I’ve tried, and it works, and it blew my mind.
And the incredible thing about Catholic prayer, which I’d never heard of in my Protestant circles, is that I can pray with certain intentions. The Rosary is meant to work this way, too. As I begin to pray a later Luminous Mystery, maybe the fourth mystery, the Transfiguration, I can begin that decade of the Rosary with those prayers for the intention of, say, my life to be transfigured to reflect, more clearly, that of Jesus Christ. As I then go about praying ten Hail Marys, reflecting on the scene of Jesus’s glorious Transfiguration, the words I’m saying, the position of my prayerful spirit, is towards the intention of praying for transfiguration in my own life.
Each decade of the Rosary ends with the Gloria Patri. Each mystery begins again with the Lord’s Prayer.
I said it was a bit complicated, right? Well it is. What surprised me was how quickly I could memorize all twenty mysteries, and the rotation of the prayers. Are you still following?
Dr. William Marshner, a Catholic convert from Lutheranism and a professor of theology, remarked in an interview that it’s easy to be overwhelmed, to be blown away, by Catholic prayer traditions. There are lots of them, from thousands of years of tradition. That’s a good thing, to be sure, but it’s overwhelming too. For the Rosary alone there are likely thousands of ways to pray and reflect on the mysteries. The way I’ve described is one way I’ve learned and when I learned it I thought, “I need to share this!” Because it’s amazing.
Yes, there is the stuff of Marian theology in the Rosary and, yes, it’s something to be overcome and, God willing, fully understood, but at it’s core I’ve learned that the Rosary is a wholly Christ-centred practice in so much as Mary, the Mother of God, always points directly to Jesus. In so much as the bulk of the Rosary, the point of its meditations, is like an incredible living Bible study.

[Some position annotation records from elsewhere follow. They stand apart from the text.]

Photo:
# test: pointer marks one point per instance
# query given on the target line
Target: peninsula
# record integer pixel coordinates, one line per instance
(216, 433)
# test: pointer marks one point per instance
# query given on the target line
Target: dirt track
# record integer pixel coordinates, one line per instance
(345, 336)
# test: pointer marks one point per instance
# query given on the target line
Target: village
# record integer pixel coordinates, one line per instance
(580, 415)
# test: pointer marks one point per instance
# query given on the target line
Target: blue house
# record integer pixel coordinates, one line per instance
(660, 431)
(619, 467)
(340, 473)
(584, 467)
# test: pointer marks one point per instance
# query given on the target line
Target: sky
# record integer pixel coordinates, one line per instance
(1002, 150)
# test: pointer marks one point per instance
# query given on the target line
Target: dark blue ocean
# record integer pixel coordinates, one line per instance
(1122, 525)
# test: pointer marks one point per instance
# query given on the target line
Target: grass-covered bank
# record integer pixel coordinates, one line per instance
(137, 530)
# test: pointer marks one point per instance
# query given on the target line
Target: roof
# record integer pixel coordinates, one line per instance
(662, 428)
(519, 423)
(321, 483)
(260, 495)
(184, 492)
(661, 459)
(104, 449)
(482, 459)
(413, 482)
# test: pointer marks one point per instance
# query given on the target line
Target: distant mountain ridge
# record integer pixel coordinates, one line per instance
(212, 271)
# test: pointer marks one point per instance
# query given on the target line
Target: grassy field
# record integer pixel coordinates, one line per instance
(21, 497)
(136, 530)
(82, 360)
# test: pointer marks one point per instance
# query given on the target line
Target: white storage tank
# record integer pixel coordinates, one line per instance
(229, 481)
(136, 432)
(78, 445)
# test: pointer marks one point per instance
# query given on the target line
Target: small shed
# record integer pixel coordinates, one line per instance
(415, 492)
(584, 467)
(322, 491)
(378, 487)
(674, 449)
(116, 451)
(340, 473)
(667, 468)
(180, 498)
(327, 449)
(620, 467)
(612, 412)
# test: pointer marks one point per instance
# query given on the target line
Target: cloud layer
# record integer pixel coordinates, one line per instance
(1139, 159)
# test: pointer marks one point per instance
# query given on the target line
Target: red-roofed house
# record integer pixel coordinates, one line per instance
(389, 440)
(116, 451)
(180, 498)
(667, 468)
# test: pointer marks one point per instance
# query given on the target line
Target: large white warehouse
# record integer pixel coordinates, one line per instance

While it’s certainly true that many, maybe most, Catholics don’t know their Bible as well as evangelical Protestants do there’s deep Bible study in the Rosary.
As we ask Mary, in her special role, to pray for us. As we mediate on the seminal events in the life of Christ and His Church. As we slip the beads through our fingers and find that quiet, contemplative rhythm, we orient our whole selves and our whole lives towards the will of God and prayerful life in Jesus Christ. That sounds good to me—that sounds incredible to me—and, like learning about the Eucharist, when I learned the real deal about the Rosary it blew my mind.